Be warned, though, they can be pretty hot when they’ve come straight off the mould!
It was first around the city of Osaka that takoyaki appeared – and that was only about 80 years ago. Since then, its popularity has spread all across the country but particularly to the areas in and around Tokyo.
These ones that I ate are from Tokyo and I got them at a little stall on the street in the Harajuku area of the capital. That automatically makes them trendy (and probably slightly more expensive than in other parts of the city).
The eight takoyaki balls cost 600 yen (US$6.10) and came with some extra vegetable toppings.
6 thoughts on “Takoyaki: 30 Days of Japanese Food”
I felt in love with Takoyaki since the first time I tried it in Indonesia more than 6 years ago. I remember how the paper-thin shredded octopus created an extra sensation to the whole dish.
Oh, it’s delicious. And because it’s not really enough for a whole meal, you can get it whenever you want and then still have lunch of dinner. it’s like bonus balls every day!
Takoyaki is one of my favorite dishes!
It’s also very common on Japanese festivals where you can buy various types of food.

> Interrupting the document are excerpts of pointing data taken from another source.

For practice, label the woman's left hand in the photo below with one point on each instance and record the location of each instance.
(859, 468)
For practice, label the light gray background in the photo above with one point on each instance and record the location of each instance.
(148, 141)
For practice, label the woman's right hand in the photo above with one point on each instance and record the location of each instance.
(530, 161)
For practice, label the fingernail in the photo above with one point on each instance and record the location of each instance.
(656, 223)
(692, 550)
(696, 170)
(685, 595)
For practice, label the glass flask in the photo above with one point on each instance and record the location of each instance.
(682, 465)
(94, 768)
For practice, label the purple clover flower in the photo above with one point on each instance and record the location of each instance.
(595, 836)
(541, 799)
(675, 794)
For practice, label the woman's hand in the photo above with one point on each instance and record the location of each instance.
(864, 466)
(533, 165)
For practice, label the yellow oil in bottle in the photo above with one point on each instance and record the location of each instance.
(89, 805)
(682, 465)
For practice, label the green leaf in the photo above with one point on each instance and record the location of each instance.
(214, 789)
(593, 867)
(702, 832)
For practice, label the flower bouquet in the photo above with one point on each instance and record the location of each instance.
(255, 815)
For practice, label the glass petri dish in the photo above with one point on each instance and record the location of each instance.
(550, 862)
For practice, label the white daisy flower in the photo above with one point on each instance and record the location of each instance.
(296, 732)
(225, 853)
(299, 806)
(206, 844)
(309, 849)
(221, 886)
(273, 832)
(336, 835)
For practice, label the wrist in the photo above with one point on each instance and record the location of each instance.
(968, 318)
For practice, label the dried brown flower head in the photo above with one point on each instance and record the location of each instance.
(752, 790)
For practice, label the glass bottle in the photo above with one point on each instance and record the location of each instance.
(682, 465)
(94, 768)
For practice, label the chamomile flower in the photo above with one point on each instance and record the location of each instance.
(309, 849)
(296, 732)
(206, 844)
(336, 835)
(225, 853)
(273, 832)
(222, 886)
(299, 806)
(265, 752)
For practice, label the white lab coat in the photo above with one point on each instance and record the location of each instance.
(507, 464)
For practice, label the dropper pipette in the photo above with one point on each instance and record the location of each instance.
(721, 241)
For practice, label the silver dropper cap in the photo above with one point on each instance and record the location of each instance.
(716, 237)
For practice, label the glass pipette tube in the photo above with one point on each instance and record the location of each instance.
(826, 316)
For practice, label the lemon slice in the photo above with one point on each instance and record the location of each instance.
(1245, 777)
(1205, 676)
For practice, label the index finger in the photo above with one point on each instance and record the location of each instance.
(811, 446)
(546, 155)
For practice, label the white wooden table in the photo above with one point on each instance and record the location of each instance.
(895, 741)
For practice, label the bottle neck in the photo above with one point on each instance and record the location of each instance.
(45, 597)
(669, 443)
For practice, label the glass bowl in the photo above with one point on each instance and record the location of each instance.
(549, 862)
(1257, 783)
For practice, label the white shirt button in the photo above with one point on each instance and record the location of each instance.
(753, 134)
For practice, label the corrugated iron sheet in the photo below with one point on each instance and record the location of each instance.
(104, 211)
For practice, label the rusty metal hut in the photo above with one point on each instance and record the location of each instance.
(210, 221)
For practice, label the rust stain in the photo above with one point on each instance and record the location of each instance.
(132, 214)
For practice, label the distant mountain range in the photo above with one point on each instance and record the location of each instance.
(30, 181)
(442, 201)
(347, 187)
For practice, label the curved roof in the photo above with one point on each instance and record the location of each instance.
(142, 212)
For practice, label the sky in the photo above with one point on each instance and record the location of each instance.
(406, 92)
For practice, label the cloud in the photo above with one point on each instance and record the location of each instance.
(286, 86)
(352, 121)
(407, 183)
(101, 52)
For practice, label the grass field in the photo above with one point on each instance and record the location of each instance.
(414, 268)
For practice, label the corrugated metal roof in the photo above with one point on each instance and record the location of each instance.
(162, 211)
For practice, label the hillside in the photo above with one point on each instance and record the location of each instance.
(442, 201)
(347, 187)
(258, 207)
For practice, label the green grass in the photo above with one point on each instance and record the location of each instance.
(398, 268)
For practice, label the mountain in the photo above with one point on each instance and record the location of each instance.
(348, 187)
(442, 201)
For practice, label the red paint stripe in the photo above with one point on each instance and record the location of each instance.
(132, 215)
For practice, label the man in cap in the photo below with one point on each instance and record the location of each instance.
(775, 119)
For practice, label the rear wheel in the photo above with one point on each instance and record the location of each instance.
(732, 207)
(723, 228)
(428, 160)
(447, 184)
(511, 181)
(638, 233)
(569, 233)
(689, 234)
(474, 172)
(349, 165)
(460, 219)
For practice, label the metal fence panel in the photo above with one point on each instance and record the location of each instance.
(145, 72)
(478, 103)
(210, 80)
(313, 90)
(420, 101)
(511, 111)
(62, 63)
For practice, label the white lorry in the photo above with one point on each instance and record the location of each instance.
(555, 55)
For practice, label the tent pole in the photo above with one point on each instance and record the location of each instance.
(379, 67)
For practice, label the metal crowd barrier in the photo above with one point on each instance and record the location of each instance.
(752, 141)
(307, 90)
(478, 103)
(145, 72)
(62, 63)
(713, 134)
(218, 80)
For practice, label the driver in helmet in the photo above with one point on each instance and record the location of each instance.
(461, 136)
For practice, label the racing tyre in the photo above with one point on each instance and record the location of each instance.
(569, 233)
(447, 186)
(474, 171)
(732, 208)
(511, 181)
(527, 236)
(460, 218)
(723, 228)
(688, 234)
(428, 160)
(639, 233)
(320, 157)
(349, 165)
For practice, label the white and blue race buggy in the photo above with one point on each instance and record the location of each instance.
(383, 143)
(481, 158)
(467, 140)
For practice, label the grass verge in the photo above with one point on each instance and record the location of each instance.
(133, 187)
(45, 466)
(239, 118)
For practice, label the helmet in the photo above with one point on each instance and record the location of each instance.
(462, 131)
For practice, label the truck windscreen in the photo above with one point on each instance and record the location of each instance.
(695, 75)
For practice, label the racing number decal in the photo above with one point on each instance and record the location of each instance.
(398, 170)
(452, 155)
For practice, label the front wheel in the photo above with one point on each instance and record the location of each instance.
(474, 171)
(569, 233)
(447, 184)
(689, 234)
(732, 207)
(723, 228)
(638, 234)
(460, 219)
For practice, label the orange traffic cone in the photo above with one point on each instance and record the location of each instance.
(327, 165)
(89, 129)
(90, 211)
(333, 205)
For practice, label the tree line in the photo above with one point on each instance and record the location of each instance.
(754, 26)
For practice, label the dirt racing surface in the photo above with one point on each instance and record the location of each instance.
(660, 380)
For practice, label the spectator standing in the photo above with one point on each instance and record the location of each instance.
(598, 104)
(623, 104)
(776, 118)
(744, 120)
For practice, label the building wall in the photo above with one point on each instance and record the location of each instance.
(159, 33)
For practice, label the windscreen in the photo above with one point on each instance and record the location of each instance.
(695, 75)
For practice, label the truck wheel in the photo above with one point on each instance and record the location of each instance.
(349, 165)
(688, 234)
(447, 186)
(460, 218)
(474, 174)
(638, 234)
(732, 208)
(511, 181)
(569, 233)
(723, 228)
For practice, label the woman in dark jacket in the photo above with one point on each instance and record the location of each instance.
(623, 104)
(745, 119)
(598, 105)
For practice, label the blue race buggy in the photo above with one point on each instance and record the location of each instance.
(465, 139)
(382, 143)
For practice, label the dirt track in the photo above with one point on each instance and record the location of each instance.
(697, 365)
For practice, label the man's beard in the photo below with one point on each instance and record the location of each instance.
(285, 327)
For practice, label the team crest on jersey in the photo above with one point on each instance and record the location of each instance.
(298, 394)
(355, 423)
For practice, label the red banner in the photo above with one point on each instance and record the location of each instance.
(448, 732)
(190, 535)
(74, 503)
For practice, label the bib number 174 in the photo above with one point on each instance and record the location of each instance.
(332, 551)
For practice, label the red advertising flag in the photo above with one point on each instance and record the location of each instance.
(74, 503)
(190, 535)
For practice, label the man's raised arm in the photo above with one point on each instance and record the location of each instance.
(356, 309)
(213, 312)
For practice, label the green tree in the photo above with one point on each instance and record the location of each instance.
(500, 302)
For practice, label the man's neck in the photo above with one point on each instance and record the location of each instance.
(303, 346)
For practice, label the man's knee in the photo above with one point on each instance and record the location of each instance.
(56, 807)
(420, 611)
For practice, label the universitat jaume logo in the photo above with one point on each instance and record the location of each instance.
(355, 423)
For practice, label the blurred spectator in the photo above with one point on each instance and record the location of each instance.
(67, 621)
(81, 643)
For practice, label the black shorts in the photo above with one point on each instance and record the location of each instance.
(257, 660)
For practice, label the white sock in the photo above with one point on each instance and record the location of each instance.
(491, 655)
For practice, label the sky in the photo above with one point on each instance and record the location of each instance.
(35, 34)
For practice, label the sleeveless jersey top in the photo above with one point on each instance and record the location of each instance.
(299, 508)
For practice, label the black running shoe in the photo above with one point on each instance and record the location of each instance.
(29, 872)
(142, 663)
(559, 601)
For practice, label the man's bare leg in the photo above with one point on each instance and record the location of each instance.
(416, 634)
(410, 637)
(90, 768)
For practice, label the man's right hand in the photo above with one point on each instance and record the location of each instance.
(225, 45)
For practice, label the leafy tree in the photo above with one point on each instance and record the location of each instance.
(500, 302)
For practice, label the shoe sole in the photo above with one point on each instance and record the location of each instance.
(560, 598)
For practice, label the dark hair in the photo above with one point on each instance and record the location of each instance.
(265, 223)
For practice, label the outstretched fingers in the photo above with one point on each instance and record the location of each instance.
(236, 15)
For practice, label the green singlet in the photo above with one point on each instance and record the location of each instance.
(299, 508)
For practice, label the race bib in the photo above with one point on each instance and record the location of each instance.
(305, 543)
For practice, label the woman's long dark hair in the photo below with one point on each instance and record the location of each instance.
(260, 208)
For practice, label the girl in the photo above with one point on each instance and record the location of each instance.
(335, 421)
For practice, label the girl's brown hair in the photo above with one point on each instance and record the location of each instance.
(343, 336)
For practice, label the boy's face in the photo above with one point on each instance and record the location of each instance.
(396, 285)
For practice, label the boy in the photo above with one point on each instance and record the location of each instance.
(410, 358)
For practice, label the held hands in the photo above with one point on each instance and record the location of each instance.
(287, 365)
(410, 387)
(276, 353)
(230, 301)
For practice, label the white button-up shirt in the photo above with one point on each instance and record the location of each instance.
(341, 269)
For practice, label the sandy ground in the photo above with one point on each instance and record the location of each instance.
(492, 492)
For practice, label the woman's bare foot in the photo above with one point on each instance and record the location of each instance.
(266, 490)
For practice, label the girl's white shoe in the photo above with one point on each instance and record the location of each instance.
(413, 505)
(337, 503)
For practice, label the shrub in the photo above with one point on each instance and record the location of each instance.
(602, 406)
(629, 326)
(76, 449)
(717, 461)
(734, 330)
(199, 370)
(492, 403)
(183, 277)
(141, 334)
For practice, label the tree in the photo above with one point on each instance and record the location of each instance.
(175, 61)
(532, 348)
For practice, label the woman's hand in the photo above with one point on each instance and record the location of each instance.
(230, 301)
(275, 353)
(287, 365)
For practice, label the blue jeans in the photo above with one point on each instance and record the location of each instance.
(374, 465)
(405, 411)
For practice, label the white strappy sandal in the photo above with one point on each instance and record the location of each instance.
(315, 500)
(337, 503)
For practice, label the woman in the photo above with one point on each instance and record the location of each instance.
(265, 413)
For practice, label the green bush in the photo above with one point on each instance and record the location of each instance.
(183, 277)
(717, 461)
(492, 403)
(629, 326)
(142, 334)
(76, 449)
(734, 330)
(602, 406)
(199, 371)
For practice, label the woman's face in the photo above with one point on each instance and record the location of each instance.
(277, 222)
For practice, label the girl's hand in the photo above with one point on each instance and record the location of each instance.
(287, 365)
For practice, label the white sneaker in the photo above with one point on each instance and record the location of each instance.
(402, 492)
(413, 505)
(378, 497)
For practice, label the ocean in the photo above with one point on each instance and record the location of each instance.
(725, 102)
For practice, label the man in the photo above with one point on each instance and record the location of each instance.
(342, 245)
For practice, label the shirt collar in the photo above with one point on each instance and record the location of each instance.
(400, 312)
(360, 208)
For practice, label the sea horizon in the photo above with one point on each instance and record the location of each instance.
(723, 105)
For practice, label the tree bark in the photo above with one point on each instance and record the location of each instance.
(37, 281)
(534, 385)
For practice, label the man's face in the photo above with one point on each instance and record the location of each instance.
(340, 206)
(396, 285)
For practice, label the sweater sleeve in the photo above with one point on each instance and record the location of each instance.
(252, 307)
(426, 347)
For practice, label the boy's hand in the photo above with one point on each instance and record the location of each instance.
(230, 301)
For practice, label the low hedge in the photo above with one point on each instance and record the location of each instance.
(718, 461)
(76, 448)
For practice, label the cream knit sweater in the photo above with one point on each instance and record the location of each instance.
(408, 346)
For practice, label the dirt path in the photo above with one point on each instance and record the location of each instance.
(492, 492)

Having been to a lot of festivals in Australia, I can safely say it would be very popular at them as well. It’s the perfect festival food when you want something quick and tasty that you can eat standing up. Yum!
Takoyaki is one of the famous Japanese food. Habitually, this is stuffed with octopus but as years pass by it evolved and stuffed with different fillings such as crab and prawn which make it more delicious. Konnyako is also one of my best-loved food because I am on a diet and this dish is perfect for me as it has practically zero calories and is devoid of sugar, fats and protein.
When I lived in Tokyo I ate a lot of takoyaki, I loved it.